[Full disclosure, the SETI Institute is a content partner with Space News' online sister publication, SPACE.com].
But the
center's immediate goal, according to Scott Hubbard, a visiting scholar at Stanford University and the Carl Sagan chair at SETI, is raising $4 million to $6 million
over the next three years to sustain its top astrobiology researchers. Hubbard,
the former director of NASA Ames Research Center, said about half of the
institute's $14 million annual budget comes from NASA in the form of
competitively awarded, peer-reviewed research grants.
NASA's
astrobiology budget, the source of most of that grant money, is facing a steep
decline. Under NASA's 2007 budget proposal, currently before Congress, the U.S. space agency would spend $32.5 billion on astrobiology in the year ahead--half of
what it spent on astrobiology in 2005.
Hubbard
said in an interview that if NASA goes through with the proposed cut, SETI
would expect to see its NASA grant funding reduced by about 20 percent--making
it impossible to sustain without outside help the nearly 50 astrobiology
researchers it has on staff.
Astrobiology,
a discipline NASA has been funding for about 10 years, is the hardest hit in
NASA's proposal to reduce its overall scientific research and analysis spending
by about 15 percent in the year ahead.

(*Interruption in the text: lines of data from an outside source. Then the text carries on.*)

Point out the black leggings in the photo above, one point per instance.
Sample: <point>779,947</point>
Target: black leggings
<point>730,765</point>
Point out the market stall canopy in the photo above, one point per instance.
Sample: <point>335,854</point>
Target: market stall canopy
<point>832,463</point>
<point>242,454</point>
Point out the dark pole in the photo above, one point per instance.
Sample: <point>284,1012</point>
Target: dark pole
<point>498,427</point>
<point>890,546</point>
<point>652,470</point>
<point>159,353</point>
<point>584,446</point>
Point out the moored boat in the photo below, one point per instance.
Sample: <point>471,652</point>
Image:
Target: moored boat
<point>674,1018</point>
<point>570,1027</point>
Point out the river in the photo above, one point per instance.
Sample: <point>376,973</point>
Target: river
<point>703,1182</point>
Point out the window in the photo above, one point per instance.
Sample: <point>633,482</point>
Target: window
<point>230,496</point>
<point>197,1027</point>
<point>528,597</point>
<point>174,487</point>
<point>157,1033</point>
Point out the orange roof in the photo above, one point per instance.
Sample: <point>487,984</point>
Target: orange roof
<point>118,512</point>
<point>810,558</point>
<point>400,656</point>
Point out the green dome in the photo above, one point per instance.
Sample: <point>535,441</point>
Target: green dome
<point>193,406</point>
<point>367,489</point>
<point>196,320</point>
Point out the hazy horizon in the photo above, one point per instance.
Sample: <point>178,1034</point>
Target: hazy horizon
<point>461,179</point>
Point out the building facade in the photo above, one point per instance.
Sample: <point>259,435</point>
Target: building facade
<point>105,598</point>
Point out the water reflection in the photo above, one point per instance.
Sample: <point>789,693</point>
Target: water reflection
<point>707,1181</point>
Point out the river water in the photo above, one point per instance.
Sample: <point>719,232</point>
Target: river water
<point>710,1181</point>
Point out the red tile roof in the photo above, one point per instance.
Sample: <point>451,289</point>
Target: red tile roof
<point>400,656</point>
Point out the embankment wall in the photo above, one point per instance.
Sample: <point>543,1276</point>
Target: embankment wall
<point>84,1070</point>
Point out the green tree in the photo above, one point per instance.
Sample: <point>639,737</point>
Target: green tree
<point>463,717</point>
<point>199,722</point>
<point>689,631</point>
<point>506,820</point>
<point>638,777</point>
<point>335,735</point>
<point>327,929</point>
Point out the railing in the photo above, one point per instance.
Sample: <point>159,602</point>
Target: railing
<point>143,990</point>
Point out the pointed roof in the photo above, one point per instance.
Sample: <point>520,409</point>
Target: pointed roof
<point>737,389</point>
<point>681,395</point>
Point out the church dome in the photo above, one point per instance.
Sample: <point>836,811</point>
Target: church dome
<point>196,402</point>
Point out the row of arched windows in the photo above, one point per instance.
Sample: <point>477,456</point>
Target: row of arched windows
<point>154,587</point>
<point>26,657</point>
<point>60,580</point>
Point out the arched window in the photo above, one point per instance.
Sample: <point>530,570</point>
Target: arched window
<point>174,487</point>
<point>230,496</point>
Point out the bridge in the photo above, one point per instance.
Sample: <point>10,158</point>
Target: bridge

NASA is under pressure from the hundreds
of research scientists it funds and their allies in Congress to reverse course
on the proposed reductions, and the SETI Institute is part of that fight.
But Hubbard
said SETI's intent in establishing the Carl Sagan Center for the Study of Life
in the Universe is to introduce a measure of long-term stability to the
astrobiology community, not protest the current proposed cuts.
"Cleary
[SETI Chief Executive Officer] Tom Pierson and [SETI trustee] Barry Blumberg
and the entire science community are working the political process to try to
get the funds restored," Hubbard said. "But federal funding for anything can go
up and down, so let's try to broaden our portfolio and be here for the long
haul and not just wring our hands about it."
SETI is no
stranger to seeking private funding to sustain its activities. The institute's
well-known radio searches for signals from other intelligent life in the
universe has been entirely funded by about $6 million a year in private
donations since Congress cut off federal funding for the efforts in 1993.